Respect for autonomy – The HCA should have told the narrator what other meal choices there were instead of choosing for him.  The HCA assumed that the narrator liked curry when actually he did not as the hospital curry was far too spicy. Not offering the chance to make one’s own choice is a threat to autonomy or sense of control, which can be a sensitive issue at the hospital where patients have relatively lower capacity of controlling what happens to them.

Acculturation / British identity – The narrator felt frustrated and that his cultural expertise was undermined: after living in England for 64 years the narrator felt that he knew what ham is and that it is derived from pork. He felt it was patronizing for the HCA to assume he didn’t know what ham was made from. Furthermore the HCA should  tell from his accent (that was a very Northern British accent) that he had lived here for a very long time. Ignoring this can amount to a threat of the British cultural identity of the narrator.
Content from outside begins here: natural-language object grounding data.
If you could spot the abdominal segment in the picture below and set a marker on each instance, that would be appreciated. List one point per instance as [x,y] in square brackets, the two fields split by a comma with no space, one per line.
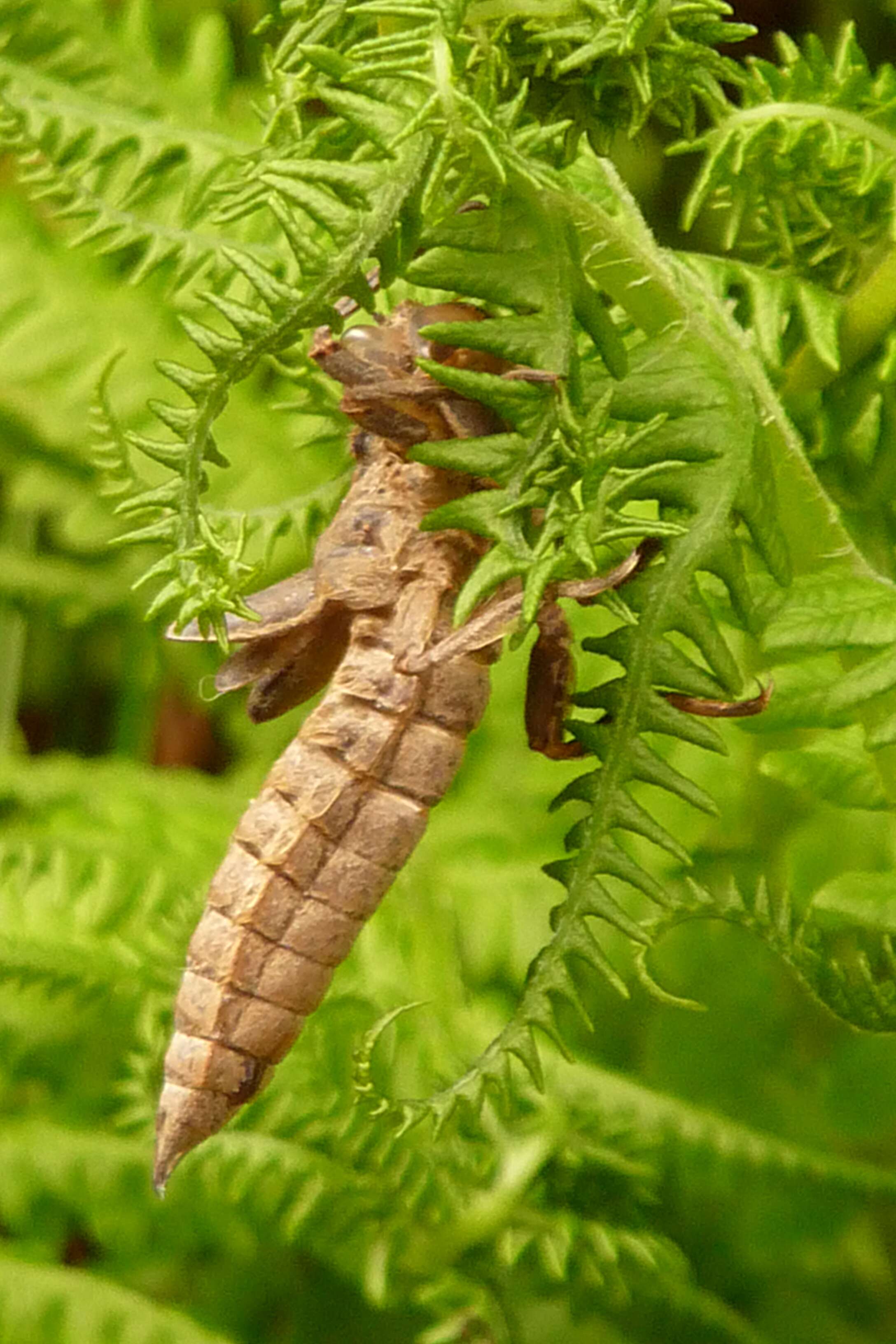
[309,862]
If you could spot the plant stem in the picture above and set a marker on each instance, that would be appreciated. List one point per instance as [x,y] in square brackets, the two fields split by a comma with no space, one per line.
[22,530]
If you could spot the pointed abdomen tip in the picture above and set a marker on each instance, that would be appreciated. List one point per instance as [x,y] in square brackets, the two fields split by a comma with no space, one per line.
[184,1119]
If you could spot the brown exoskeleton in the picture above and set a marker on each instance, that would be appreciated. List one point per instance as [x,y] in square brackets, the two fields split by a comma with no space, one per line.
[344,805]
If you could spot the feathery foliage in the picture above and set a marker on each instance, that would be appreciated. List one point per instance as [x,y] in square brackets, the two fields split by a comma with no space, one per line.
[183,205]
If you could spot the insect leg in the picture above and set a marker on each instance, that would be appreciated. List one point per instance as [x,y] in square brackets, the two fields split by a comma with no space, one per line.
[548,685]
[499,615]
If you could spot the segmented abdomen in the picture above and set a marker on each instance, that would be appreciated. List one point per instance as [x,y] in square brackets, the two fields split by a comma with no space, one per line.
[309,862]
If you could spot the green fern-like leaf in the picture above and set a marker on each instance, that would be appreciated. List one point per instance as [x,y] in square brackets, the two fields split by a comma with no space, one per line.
[831,123]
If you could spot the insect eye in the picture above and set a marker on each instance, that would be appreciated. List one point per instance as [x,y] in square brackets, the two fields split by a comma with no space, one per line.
[377,345]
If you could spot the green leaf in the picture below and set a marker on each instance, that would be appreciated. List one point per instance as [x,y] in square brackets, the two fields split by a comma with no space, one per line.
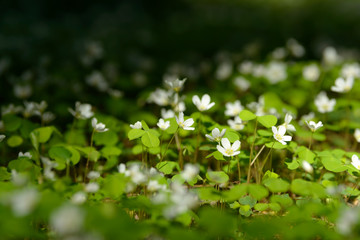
[267,120]
[11,122]
[150,140]
[217,177]
[106,138]
[261,206]
[43,134]
[246,115]
[14,141]
[276,185]
[135,133]
[167,167]
[257,191]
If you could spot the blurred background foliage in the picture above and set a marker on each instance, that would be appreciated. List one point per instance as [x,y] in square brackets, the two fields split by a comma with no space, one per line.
[43,42]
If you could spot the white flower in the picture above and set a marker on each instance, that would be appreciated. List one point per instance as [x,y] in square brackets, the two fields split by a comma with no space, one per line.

5. What image emerges from the analysis of point 4 for the other group (neutral slightly negative, very negative, "stigmatized", positive, very positive, real, unreal) etc?
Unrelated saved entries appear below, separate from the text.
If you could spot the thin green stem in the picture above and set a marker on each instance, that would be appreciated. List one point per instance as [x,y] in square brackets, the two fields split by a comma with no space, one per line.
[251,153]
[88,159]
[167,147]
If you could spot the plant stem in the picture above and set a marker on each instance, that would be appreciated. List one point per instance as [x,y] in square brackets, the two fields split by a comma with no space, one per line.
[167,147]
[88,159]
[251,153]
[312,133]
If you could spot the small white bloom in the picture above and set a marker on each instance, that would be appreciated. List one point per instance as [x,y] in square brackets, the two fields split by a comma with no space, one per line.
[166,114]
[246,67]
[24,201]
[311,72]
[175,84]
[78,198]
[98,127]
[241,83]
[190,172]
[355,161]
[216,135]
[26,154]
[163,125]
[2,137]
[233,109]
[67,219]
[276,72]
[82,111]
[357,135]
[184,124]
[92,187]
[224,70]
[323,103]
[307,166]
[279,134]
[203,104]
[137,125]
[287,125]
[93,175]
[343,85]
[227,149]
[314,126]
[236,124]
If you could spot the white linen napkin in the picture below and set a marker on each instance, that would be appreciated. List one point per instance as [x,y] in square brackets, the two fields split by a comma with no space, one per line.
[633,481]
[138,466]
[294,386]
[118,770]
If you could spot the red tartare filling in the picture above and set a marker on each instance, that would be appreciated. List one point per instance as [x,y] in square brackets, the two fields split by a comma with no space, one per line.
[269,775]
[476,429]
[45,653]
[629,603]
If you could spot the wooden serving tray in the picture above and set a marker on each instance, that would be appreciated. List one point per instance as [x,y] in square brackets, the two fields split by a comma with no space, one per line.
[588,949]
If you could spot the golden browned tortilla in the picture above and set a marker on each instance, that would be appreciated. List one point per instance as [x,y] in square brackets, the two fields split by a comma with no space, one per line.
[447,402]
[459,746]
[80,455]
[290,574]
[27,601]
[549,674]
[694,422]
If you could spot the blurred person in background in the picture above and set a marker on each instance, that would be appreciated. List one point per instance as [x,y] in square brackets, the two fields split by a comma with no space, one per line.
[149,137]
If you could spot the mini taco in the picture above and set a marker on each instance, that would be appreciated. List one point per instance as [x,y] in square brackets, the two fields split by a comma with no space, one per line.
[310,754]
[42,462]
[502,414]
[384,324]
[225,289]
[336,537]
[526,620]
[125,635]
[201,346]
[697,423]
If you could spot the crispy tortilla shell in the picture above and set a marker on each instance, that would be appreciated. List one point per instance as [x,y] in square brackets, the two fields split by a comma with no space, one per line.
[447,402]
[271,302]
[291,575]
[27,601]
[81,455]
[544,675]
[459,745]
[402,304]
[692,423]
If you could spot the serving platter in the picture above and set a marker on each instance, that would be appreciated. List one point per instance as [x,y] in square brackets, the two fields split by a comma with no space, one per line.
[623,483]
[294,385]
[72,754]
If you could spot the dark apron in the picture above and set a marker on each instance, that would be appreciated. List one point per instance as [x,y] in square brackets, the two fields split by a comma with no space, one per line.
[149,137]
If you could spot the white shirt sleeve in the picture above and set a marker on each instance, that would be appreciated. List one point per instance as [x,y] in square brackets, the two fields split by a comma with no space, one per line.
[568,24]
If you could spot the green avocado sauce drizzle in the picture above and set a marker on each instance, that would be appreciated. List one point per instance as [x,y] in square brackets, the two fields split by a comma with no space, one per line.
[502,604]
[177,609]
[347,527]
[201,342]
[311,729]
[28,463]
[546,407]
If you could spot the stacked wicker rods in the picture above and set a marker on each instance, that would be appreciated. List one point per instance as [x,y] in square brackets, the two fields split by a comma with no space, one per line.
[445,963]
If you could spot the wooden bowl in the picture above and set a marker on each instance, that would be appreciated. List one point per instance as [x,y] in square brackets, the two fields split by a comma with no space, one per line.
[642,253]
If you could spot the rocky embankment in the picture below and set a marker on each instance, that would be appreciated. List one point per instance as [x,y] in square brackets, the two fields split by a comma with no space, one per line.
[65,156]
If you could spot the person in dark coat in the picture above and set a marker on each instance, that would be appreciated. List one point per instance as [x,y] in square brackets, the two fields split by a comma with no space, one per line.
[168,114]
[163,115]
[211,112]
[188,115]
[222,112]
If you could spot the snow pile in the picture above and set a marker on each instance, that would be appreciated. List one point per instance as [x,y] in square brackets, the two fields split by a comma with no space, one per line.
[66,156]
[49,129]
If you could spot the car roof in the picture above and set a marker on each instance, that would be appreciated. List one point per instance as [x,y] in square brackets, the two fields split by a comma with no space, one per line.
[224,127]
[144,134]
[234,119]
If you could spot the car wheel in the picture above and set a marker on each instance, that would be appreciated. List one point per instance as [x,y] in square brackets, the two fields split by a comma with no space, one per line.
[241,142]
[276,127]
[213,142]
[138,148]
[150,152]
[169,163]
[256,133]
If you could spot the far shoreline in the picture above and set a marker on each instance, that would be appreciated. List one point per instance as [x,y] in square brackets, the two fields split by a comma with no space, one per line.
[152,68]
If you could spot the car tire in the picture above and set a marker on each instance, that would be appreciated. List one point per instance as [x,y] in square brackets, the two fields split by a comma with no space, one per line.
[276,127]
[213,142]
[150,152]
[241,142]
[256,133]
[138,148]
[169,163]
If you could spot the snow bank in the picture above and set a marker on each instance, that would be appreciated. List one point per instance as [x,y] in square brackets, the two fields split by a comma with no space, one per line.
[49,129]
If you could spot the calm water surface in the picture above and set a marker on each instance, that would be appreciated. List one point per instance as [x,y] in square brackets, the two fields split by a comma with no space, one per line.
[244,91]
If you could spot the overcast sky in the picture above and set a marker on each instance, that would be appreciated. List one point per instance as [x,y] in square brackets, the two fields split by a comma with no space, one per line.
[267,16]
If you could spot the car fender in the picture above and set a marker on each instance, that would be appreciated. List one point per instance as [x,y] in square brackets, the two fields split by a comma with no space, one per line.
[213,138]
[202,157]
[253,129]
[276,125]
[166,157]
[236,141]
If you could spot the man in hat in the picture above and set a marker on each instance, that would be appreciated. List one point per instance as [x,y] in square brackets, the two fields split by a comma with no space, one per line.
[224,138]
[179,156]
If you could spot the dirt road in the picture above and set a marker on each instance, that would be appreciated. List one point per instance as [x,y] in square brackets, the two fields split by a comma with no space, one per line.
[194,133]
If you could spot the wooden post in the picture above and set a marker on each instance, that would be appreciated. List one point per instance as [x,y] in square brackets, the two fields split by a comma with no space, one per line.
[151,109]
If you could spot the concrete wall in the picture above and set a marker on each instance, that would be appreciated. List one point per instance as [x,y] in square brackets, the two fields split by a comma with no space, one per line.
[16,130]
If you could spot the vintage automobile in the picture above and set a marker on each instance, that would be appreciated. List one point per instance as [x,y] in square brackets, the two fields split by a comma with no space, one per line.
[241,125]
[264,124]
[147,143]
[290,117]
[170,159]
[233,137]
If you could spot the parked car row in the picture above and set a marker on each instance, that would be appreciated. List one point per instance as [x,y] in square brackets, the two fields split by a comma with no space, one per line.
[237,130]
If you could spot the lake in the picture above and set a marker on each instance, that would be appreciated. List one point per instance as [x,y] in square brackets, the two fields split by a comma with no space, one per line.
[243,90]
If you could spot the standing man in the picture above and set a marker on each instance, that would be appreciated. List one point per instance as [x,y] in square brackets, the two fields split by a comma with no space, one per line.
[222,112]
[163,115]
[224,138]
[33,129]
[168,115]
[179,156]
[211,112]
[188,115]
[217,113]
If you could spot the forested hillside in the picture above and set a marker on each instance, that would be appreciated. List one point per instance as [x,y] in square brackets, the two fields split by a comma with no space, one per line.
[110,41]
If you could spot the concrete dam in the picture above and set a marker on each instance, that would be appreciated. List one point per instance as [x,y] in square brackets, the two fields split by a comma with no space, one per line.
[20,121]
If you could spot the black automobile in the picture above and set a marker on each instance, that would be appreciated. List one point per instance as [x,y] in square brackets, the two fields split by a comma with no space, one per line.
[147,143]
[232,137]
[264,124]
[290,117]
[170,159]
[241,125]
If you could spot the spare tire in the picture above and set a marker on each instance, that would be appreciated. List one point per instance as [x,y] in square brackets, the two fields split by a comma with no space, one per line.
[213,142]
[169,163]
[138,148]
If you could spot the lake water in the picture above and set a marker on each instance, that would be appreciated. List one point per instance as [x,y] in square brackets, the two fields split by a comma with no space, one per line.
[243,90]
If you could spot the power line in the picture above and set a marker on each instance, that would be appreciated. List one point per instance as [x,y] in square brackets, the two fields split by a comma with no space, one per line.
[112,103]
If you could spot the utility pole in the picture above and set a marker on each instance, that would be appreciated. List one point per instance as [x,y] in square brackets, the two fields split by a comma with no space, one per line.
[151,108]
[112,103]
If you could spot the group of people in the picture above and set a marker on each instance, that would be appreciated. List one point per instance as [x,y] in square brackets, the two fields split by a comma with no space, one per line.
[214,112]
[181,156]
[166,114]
Negative and stereotypical

6. Representations, values, norms, prejudice: The frame of references of the person or group that is causing the shock / that caused the shock in the narrator.
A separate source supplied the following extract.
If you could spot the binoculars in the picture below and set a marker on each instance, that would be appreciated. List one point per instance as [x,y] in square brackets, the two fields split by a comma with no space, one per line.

Preconceptions: cultural identity is connected to skin colour – The HCA makes inference on the culinary preferences of the patient based on preconceptions concerning the skin colour of the patient.

Generalisation – People categorise others based on gender, age, ethnicity automatically. Once the categorization is done, we apply information we know (or think to know) about given social groups, i.e. we are using stereotypes. The HCA proceeded with this same logic, not reflecting on his generalisations and stereotypes.

Conception of acculturation: original culture prevails over the dominant host culture. For the HCA the recognition of the original cultural identities is more important than the recognition of the British identity of the patient.  Several hypothesis could apply: maybe he’s a more recent migrant, and in his migration path the Filipino identity is still stronger, more meaningful than the British. He expects the same from the patient.

Tension between care and respect of autonomy: The HCA could have thought he was being helpful by anticipating the patient’s needs and preferences and pointing out that he was about to eat pork. However by doing this he was seriously underestimating the need for autonomy and control of the patient.

7. Does the situation highlight any problem concerning the professional practice, or in general about the respect of cultural differences in intercultural situations?

Health professionals often have to walk the delicate line between sufficient recognition of the cultural identities of the patients and too much or forced recognition. Too little recognition often characterizes universalist or “colour-blind” approaches which put the emphasis on what is common, often extending the values or practices of the majority society to the others.  The opposite tendency of forced recognition implies the recognition of the difference of the other even when the other does not think that relevant or even accurate.  This is particularly frequent in the case of migrants who have been settled in the country for longer period and who have acculturated to the host society’s models.  For them, the identification to the culture of origin can imply the denial to appear as a member of the dominant society, as such it is a type of identity threat. If such an attribution is made based on skin color, we can also talk about a form of racism.

Attributing different cultural identities to a person – which are not connected to the person’s own identities is yet another form of identity threat. This is in particular resented when the confusion is made with an identity that from the person’s point of view holds less status than his identities.

Another register: people in situations where they have less autonomy, such as hospitals, retirement homes etc. have a stronger need for a sense of control.  Even taking small decisions can help improve this need for control and should be used to this effect.